Memory And The Problem Of Retentiveness

“Man is a composite of his Yesterdays.”

“One-half of all the new matter presented to the average mind is forgotten after the first half-hour; two-thirds within nine hours; three-quarters within six days, and four-fifths of all the new matter presented to the average mind is utterly forgotten after one month.”

This may seem to you to be rather a sweeping statement. It is! It is also a sad commentary on the average memory, but I am not merely expressing my own personal opinion, I am quoting no less an authority than Felix Arnold, noted psychologist, author, and teacher. So far as the statement goes in general application, I agree with hire. Very likely this statement might be modified in its application to my readers, for ” average minds ” do not read a book of this kind. It is hard to define ” average,” anyway, unless we accept the definition of the schoolboy who wrote, “Average is something that hens lays eggs on.” Nevertheless, I hope that I am able, as a writer, to express and impress the facts and principles of memory-training so clearly and forcefully that even average minds will retain them longer than half an hour or even six months.

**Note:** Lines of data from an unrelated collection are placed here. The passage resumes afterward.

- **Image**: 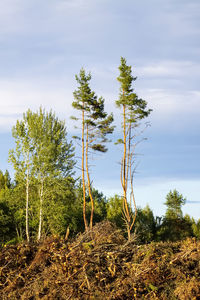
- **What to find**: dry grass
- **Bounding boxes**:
[0,221,200,299]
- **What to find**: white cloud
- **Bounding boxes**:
[136,88,200,133]
[136,61,200,78]
[142,88,200,114]
[0,79,74,132]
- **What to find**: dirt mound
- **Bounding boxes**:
[0,221,200,299]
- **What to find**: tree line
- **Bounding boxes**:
[0,57,199,245]
[0,170,200,245]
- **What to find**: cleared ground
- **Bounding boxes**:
[0,221,200,299]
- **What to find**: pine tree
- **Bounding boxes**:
[116,57,152,240]
[165,189,186,219]
[72,68,114,230]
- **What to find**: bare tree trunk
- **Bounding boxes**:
[82,109,88,231]
[129,151,137,233]
[127,226,131,241]
[16,227,20,240]
[25,166,30,242]
[37,178,44,241]
[122,103,131,240]
[122,103,127,204]
[122,101,136,241]
[86,125,94,230]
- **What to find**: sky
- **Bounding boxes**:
[0,0,200,219]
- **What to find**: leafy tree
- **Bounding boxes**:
[106,195,124,228]
[41,177,76,237]
[72,68,114,231]
[88,188,107,224]
[9,111,35,242]
[158,190,189,241]
[116,57,152,240]
[9,108,75,241]
[0,170,11,191]
[0,170,17,244]
[192,218,200,239]
[0,171,4,190]
[134,205,156,243]
[165,189,186,219]
[0,191,15,244]
[4,170,11,189]
[30,108,75,240]
[0,176,26,244]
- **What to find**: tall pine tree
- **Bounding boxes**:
[72,68,114,230]
[116,57,152,240]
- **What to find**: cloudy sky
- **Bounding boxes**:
[0,0,200,219]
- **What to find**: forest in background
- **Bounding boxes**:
[0,166,200,246]
[0,57,200,246]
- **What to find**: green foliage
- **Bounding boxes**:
[0,170,11,190]
[89,188,107,223]
[157,190,192,242]
[116,57,152,123]
[73,68,114,154]
[0,194,15,243]
[106,195,124,228]
[1,184,26,239]
[134,205,156,243]
[165,189,186,219]
[157,217,192,242]
[41,177,76,236]
[10,107,75,180]
[192,218,200,239]
[8,108,76,241]
[72,68,95,113]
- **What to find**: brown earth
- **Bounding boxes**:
[0,221,200,299]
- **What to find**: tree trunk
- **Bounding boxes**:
[86,125,94,230]
[122,102,132,241]
[16,227,20,240]
[25,167,30,242]
[82,109,88,231]
[127,225,131,242]
[37,178,44,241]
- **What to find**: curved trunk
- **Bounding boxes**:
[86,125,94,230]
[82,109,88,231]
[122,104,130,226]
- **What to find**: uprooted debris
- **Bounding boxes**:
[0,221,200,299]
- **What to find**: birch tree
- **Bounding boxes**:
[9,108,75,241]
[9,111,34,242]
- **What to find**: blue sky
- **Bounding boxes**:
[0,0,200,219]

I should regret to think that at the close of this chapter, or half an hour after reading the close of the chapter, any one would forget one-half of what I have written. I should be sorry to think that by to-morrow morning they would have forgotten two-thirds. I should hate to believe that before next week any one would have forgotten four-fifths of all the new matter that is presented. And my faith is firm that such would not be the case in this particular instance, but as a general statement, with a general application, Felix Arnold is right, and no man has made wider observation than he along these lines. You have now read eight chapters of this book. How much can you remember?